The credit card companies are one-upping each other for your business. I’m sure you’ve seen the commercials everywhere: 1, 2, 3, or even 6% cash back annually for certain purchases. Fortunately, they tend to be stores where we spend most of our money anyway, like grocery stores and gas stations. I’ve even read rumors on the blogosphere of a 10% cash back. That is pure insanity. For them at least. For us, it’s about time we get a break.
While they usually cap how much you can get the maximum cash back on over the course of the year, most of us are unlikely to hit the cap unless we are having kids by the dozen and driving across the state for work. For example, AmEx limits their 3-6% cash back for gas and groceries respectively, on $6,000 worth of purchases annually, for each category. That amounts to $500 a month in purchases. While some people have large families and may spend that much on food, I can’t imagine the average person spending that on gas, especially with the way prices have been at the pump lately. Although, when you do reach your max, you’re not quite out of the game. The cash back is still available, albeit at 1% of any amount over $6,000.

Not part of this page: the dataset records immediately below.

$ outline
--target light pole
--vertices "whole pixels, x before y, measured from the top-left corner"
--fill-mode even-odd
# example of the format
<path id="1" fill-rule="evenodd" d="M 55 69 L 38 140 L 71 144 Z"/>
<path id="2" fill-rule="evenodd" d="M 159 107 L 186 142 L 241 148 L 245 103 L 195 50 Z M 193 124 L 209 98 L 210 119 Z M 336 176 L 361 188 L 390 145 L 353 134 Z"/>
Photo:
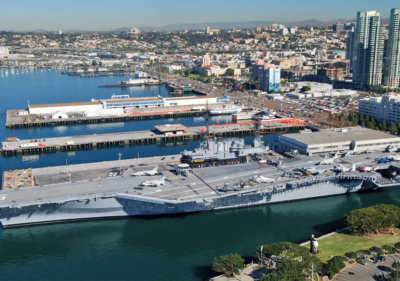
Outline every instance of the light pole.
<path id="1" fill-rule="evenodd" d="M 119 175 L 121 175 L 121 156 L 122 156 L 122 153 L 120 152 L 120 153 L 118 153 L 118 161 L 119 161 Z"/>
<path id="2" fill-rule="evenodd" d="M 262 252 L 263 252 L 264 247 L 261 245 L 261 261 L 260 261 L 260 267 L 262 267 Z"/>

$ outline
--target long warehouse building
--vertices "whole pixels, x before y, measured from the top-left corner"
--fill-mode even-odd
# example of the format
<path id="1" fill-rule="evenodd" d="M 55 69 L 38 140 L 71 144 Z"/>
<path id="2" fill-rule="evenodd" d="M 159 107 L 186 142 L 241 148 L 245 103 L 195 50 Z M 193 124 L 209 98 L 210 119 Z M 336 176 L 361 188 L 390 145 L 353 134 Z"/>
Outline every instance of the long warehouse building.
<path id="1" fill-rule="evenodd" d="M 176 107 L 176 106 L 205 106 L 225 104 L 229 102 L 228 96 L 186 96 L 186 97 L 142 97 L 130 98 L 129 96 L 112 96 L 111 99 L 95 100 L 89 102 L 55 103 L 55 104 L 30 104 L 28 112 L 20 114 L 51 114 L 64 118 L 68 113 L 83 113 L 86 117 L 122 115 L 124 110 L 133 108 Z M 65 117 L 66 118 L 66 117 Z"/>
<path id="2" fill-rule="evenodd" d="M 378 151 L 399 147 L 400 138 L 397 136 L 362 127 L 286 134 L 278 141 L 278 148 L 282 151 L 295 149 L 308 155 L 336 151 Z"/>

Are you wondering if there is a catch? If not, you should be. It’s all in the fine print: No warehouse stores. Your local Costco’s BJ’s and Sam’s Clubs do not count as “groceries” and same goes for any BJ’s gas stations. That catch kills the attractiveness of these cards for me, since the per unit cost of food at my local Stop & Shop is marked up much more than 6% when compared to BJ’s. I while I go to the neighborhood supermarket as regularly as I go to the local wholesale club, I don’t spend nearly as much there. We’re talking $100-150 versus $200-300. Even then, that money is spent exclusively on sale items. After comparing prices for years, I can’t justify paying regular prices at the supermarket. For example, regular price for grapes at BJ’s is $2.09/lb. It’s $3.99 at the other store. If they have a sale, it will be $1.99. Only then is it worth shopping there. Paying 90% more for 6% cash back is not a reasonable move for me.

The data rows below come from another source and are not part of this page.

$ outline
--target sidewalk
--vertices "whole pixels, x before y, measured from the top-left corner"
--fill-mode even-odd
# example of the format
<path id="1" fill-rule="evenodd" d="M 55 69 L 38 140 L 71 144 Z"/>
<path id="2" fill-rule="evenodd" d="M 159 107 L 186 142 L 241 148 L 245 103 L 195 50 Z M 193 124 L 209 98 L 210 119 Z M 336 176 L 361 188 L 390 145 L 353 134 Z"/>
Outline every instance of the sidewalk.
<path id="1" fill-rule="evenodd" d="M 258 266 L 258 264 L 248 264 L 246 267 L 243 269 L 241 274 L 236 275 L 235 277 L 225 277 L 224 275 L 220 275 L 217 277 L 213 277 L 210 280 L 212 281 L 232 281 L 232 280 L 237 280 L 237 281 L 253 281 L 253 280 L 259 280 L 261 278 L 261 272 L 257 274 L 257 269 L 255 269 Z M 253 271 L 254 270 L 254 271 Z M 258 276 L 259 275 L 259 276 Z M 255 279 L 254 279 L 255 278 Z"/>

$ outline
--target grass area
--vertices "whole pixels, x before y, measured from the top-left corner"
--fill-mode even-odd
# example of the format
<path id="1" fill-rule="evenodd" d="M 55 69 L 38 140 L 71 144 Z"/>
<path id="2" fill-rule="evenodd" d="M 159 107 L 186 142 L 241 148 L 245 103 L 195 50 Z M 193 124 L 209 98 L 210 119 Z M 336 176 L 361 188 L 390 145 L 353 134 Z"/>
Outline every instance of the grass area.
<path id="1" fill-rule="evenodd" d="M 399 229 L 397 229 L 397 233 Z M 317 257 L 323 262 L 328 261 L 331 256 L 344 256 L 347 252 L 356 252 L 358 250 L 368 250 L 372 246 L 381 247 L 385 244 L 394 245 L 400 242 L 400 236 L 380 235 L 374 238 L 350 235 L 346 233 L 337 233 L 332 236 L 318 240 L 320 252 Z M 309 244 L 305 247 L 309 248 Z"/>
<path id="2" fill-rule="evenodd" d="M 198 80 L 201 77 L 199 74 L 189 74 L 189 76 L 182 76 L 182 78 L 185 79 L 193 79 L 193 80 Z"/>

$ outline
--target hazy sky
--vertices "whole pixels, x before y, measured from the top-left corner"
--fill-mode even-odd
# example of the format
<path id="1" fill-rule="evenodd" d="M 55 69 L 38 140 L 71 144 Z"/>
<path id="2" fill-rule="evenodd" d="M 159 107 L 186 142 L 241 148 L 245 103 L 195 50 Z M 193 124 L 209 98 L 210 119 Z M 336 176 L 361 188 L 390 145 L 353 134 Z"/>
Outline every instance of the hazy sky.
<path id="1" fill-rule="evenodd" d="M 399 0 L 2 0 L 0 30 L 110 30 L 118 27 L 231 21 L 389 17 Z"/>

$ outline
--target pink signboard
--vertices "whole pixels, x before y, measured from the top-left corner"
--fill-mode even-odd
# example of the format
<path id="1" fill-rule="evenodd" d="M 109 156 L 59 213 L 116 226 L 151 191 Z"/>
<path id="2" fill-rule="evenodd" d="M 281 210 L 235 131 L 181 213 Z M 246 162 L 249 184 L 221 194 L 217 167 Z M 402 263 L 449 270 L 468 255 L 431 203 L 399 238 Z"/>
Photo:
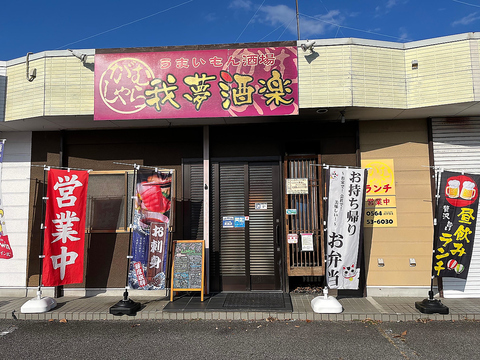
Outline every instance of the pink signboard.
<path id="1" fill-rule="evenodd" d="M 297 114 L 294 46 L 95 55 L 95 120 Z"/>

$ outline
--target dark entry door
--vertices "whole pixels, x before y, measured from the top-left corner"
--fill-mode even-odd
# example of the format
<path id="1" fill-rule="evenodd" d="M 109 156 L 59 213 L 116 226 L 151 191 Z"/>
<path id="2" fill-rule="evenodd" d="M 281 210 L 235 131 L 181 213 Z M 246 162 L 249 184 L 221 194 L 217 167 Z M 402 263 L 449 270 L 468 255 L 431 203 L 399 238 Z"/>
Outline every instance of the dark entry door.
<path id="1" fill-rule="evenodd" d="M 279 164 L 214 162 L 212 170 L 214 282 L 223 291 L 280 290 Z"/>

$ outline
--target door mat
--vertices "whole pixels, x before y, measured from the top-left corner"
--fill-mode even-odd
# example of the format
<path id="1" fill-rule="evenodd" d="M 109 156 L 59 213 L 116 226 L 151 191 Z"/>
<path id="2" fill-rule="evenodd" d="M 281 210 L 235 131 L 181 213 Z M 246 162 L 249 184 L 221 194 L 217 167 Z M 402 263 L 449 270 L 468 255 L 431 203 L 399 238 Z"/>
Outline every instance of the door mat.
<path id="1" fill-rule="evenodd" d="M 199 294 L 178 296 L 163 308 L 165 312 L 240 310 L 292 312 L 293 306 L 287 293 L 219 293 L 205 295 L 205 301 Z"/>
<path id="2" fill-rule="evenodd" d="M 288 310 L 292 303 L 289 294 L 283 293 L 228 293 L 223 307 L 226 309 Z"/>

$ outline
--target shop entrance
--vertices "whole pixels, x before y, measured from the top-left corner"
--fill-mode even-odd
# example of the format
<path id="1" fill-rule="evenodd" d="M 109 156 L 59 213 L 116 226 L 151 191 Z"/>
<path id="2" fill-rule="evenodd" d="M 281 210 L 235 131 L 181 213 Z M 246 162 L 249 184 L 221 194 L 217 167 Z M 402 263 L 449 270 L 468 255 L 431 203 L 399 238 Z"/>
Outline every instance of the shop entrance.
<path id="1" fill-rule="evenodd" d="M 281 290 L 278 162 L 213 162 L 212 287 Z"/>

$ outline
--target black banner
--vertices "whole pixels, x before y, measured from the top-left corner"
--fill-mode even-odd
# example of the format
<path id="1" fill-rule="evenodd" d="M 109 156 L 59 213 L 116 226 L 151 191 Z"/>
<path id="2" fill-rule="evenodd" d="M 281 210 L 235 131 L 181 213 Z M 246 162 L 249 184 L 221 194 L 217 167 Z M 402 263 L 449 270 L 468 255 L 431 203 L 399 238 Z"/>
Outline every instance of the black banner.
<path id="1" fill-rule="evenodd" d="M 441 174 L 433 275 L 466 279 L 472 258 L 480 175 Z"/>

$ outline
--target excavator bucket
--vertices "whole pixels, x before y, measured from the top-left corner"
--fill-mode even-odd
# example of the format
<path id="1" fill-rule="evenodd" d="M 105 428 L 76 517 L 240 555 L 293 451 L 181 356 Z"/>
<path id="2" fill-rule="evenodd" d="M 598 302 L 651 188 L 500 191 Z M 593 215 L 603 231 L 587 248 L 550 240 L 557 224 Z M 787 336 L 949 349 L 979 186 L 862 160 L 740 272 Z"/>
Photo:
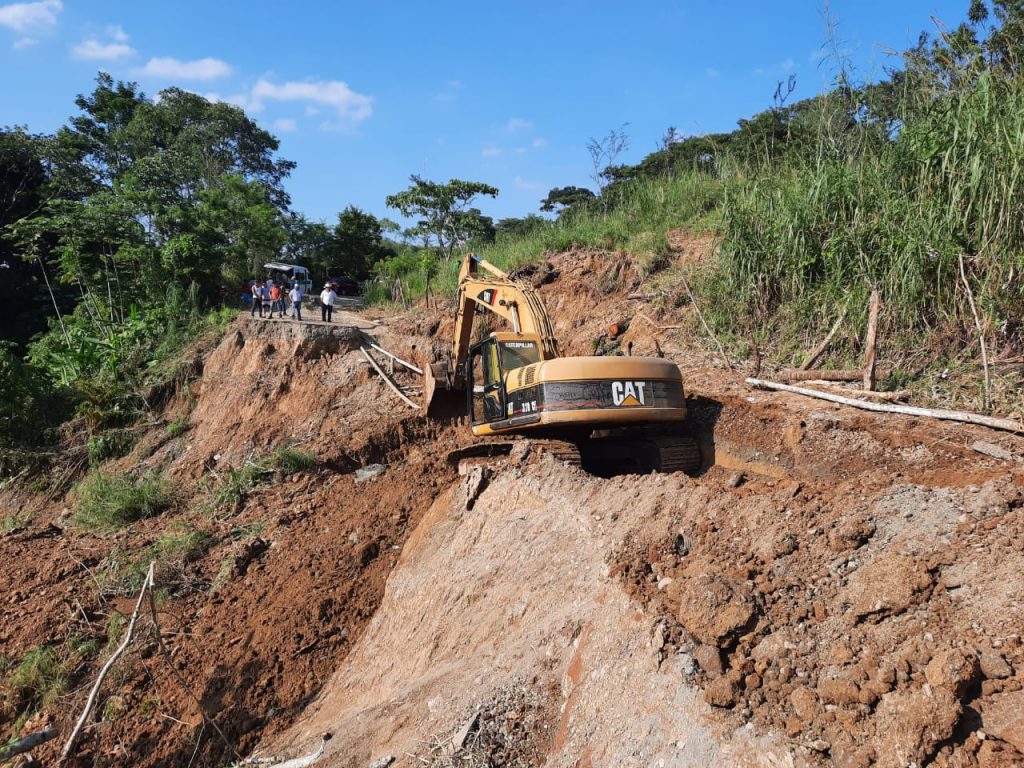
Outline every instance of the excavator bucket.
<path id="1" fill-rule="evenodd" d="M 456 389 L 448 365 L 431 363 L 423 376 L 423 412 L 435 419 L 455 419 L 466 410 L 466 393 Z"/>

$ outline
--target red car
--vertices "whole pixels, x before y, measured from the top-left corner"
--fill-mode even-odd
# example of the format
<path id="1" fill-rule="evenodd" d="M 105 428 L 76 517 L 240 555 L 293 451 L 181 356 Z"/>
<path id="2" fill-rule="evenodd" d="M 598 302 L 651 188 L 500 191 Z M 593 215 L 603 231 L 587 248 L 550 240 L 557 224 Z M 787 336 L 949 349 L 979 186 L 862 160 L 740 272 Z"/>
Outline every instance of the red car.
<path id="1" fill-rule="evenodd" d="M 334 292 L 339 296 L 358 296 L 362 293 L 359 288 L 359 283 L 351 277 L 345 277 L 344 275 L 327 278 L 327 284 L 332 286 L 334 288 Z"/>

Same goes for the gas cash back. The BJ’s gas station is conveniently located in the same complex as the BJ’s store and it’s consistently 10-15¢ cheaper than the local pump. With 2 cars to fill up, the 3% is also lack luster relative to the mark up at the Mobil or Shell stations.
However, your situation may be completely different from mine. Not everyone will be within 10 miles of a warehouse club, and even less people will have access to their gas stations. Although if you are in a similar situations and you’ve had the same dilemma, I’m here to tell you that the numbers have been crunched and the math doesn’t add up. Unless you’re already spending a lot of money at those places, the benefit of the reward is marginal. I’ll take 1.5% with a 20% discount over 6% off an overpriced product any day.